Using the connections made through her many visits to the Napa Valley over the prior 10 years, she researched and eventually found a place to do custom crush, grapes for sale, and a winemaker to help her produce wine to her exact specifications.

This was back in 2009, when finding facilities, especially in her hometown of San Francisco, wasn’t so simple, and was a long, arduous process she had to face in addition to the usual challenges of starting a wine company. Thankfully, Harrell could rely on her network of not just wine professionals, but those in the real estate and mortgage business—the industry she had spent her career in. She could reach out to restaurants, retailers and event planners to help sell her wines.

“I would love to create a handbook for somebody who wants to get into this business in this way because putting all those pieces together was just challenging,” she said. “I mean, it took me some years.”

Now, Harrell has hit her stride, increasing production from 500 cases to nearly 3,000 cases, and expanded from two bottlings to five. She has contracts with Chase Stadium in San Francisco as well as an airline, and wine club membership has quadrupled since she started. Harrell said that all the hard work at the beginning, even trying to figure out which licenses she would need, was worth the trouble as she has now seen her dream realized.

Through all this, she remains immensely humble and always finds ways to bring her family into the business. Her Three Fifteen Zinfandel, a blend of 85 percent Dry Creek Zinfandel and 15 percent Petite Sirah, is a direct reference to 315 Santa Ana Avenue in San Francisco—the home she grew up in.

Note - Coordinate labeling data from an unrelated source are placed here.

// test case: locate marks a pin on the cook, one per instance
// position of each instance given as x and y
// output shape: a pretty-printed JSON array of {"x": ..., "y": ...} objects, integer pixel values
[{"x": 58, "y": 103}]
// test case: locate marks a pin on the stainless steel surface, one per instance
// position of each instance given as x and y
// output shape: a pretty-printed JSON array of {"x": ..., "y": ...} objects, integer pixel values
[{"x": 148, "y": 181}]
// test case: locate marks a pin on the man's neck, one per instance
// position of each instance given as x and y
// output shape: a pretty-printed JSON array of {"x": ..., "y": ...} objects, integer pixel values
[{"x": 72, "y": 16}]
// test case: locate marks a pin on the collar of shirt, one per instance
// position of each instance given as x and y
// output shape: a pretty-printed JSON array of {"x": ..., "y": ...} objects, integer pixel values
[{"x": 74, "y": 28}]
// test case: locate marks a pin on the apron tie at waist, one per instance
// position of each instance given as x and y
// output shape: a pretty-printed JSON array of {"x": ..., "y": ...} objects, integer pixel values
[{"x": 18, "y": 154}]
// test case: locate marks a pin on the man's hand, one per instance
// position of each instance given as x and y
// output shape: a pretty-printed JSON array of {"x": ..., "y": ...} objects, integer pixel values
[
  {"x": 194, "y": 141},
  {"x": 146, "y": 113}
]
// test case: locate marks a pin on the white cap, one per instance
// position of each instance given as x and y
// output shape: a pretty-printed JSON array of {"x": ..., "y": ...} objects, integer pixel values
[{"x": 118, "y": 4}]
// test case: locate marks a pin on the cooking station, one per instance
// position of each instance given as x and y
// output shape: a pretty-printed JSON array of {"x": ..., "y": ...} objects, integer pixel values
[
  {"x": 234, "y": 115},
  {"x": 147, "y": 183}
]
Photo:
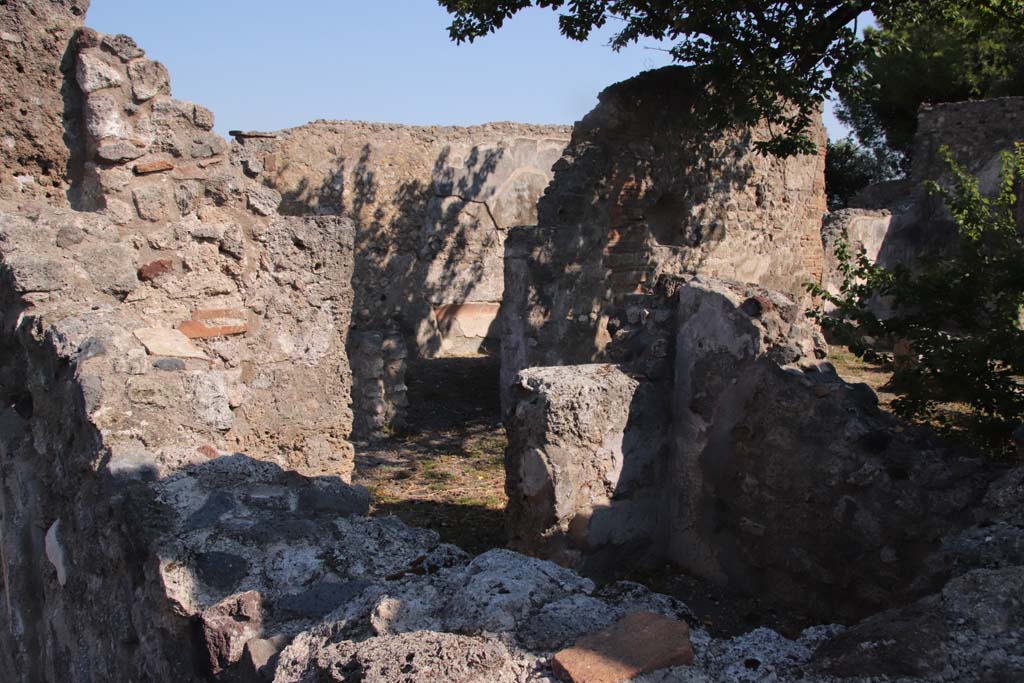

“315 was this place that was a melting pot of friends and family and people building genuine relationships and supporting one another,” Harrell described. Her mother, an immigrant from Panama, and her father, a transplant from Oklahoma, would sponsor family members looking to move to the United States, so it always felt like a full house. “It just seemed like it was a fitting name for that wine—and my favorite wine is Zinfandel and Petite Sirah.”

Harrell has lofty goals for the future. When she makes her first Cabernet Sauvignon, she wants to name it “Gregory”, for the uncle who inadvertently inspired her. “I’ll continue to go after big contracts, more airlines,” she added. “I still want to stay a boutique-ish wine company. I don’t need to be the biggest wine company in the world. That’s not really my goal. I’d like to be able to still have a personal touch to it.”